When we look at the variability of soil health, you’re saying it is a lot less variable than fertility. So when we look to samples to measure soil health, is that a test that would be piggybacked onto a soil fertility sample?

Ms. Morgan: Yes. I can get very specific. If you have a grid sample of your field, you know your management zones. So, you would take some composite samples of those management zones. Rather than 15 samples, you would maybe take 2 or 3 composite samples, and those are what you would use for your soil health testing. It is far less sampling than you would use in a precision agriculture perspective.

The Chair: That’s really good to know. Thank you very much.

Ms. Morgan: We separate fertility and soil health. Regarding fertility, you can save a lot of money if you know very spatially where your nutrients are. With soil health — earlier, when we talked about the database, you pull back a little more and look at the management unit on top of the soil variability, so maybe there is a little bit of smoothing.

The Chair: I wonder if there would be less reluctance to share soil data that does not include fertility.

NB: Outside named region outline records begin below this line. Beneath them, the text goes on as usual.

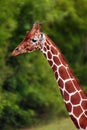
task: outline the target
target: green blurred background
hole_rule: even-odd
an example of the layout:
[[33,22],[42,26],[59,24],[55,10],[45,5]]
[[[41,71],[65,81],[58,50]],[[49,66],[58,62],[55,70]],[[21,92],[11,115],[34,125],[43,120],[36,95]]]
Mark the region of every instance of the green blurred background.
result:
[[35,21],[87,90],[87,0],[0,0],[0,130],[68,115],[44,56],[11,56]]

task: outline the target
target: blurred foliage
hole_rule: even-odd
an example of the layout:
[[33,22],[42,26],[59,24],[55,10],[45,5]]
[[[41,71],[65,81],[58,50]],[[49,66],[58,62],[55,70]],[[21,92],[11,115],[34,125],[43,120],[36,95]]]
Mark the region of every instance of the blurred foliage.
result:
[[40,52],[11,56],[35,21],[43,23],[42,30],[61,48],[81,83],[87,84],[86,0],[0,0],[0,130],[67,115],[44,56]]

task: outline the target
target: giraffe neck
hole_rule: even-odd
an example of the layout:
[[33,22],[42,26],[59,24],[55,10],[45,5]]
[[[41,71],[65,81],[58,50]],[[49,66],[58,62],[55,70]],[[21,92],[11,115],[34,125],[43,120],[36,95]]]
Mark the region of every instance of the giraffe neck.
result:
[[59,48],[46,37],[41,49],[58,83],[69,115],[79,130],[87,130],[87,97]]

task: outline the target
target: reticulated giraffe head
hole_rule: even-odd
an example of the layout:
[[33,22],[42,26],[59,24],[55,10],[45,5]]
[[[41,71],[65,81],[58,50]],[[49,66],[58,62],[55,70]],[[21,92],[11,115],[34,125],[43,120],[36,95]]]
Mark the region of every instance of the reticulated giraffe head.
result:
[[40,32],[40,28],[41,24],[34,23],[31,31],[26,33],[24,40],[14,49],[12,55],[40,50],[45,42],[45,35]]

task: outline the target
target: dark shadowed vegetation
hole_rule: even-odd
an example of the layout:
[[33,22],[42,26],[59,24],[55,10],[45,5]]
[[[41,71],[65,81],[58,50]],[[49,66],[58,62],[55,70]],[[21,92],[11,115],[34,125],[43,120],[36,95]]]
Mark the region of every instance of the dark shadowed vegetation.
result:
[[67,112],[40,52],[11,52],[35,22],[58,45],[87,91],[87,1],[0,0],[0,130],[31,126]]

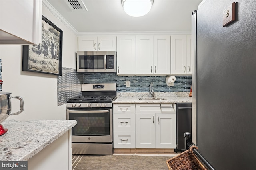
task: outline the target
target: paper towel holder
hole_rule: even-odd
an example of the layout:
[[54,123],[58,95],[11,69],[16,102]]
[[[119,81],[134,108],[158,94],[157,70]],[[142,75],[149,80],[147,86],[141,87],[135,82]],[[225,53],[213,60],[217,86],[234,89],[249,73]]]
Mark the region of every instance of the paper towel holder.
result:
[[167,86],[174,86],[174,82],[176,80],[176,78],[174,76],[171,76],[166,77],[166,82]]

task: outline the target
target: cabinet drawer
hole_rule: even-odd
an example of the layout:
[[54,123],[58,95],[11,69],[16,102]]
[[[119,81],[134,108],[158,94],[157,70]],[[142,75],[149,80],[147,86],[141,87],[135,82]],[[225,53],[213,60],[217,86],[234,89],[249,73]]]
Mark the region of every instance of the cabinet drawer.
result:
[[114,114],[113,115],[114,131],[135,131],[135,114]]
[[135,104],[114,104],[113,109],[114,113],[135,113]]
[[176,113],[175,104],[136,104],[136,113]]
[[114,148],[135,148],[135,131],[114,131]]

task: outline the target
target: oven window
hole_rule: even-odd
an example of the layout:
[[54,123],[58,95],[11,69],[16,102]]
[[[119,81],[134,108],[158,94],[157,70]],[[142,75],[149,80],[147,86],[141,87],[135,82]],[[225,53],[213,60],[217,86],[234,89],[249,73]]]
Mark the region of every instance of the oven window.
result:
[[70,120],[76,120],[72,135],[104,136],[110,134],[109,112],[104,113],[69,113]]
[[80,55],[79,68],[104,69],[104,55]]

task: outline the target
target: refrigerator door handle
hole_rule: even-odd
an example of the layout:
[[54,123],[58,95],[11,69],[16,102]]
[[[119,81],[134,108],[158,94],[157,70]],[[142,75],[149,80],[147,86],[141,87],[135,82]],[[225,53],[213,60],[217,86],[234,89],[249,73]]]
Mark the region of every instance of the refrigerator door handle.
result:
[[178,107],[178,109],[180,110],[191,110],[192,109],[192,107]]

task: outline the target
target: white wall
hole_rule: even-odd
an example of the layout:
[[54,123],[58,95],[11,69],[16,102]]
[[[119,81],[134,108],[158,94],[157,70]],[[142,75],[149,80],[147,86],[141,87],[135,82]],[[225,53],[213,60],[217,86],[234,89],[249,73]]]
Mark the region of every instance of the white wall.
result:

Ms. Morgan: You hit the nail on the head.

The Chair: We look at different jurisdictions globally that have decided to get involved in the management of nutrients within a soil and how alarming that can be in some situations. That’s wonderful to have cleared up in my mind. Thank you so much.

On behalf of all the members of the committee, thank you so much for being here today, and thank you for the stickers — “I dig soil” — fantastic. We are now going to wrap up for the day.

Thank you to the interpreters, pages, support staff, technicians and all those who ensure that we senators can conduct our work in the committee setting in a timely fashion.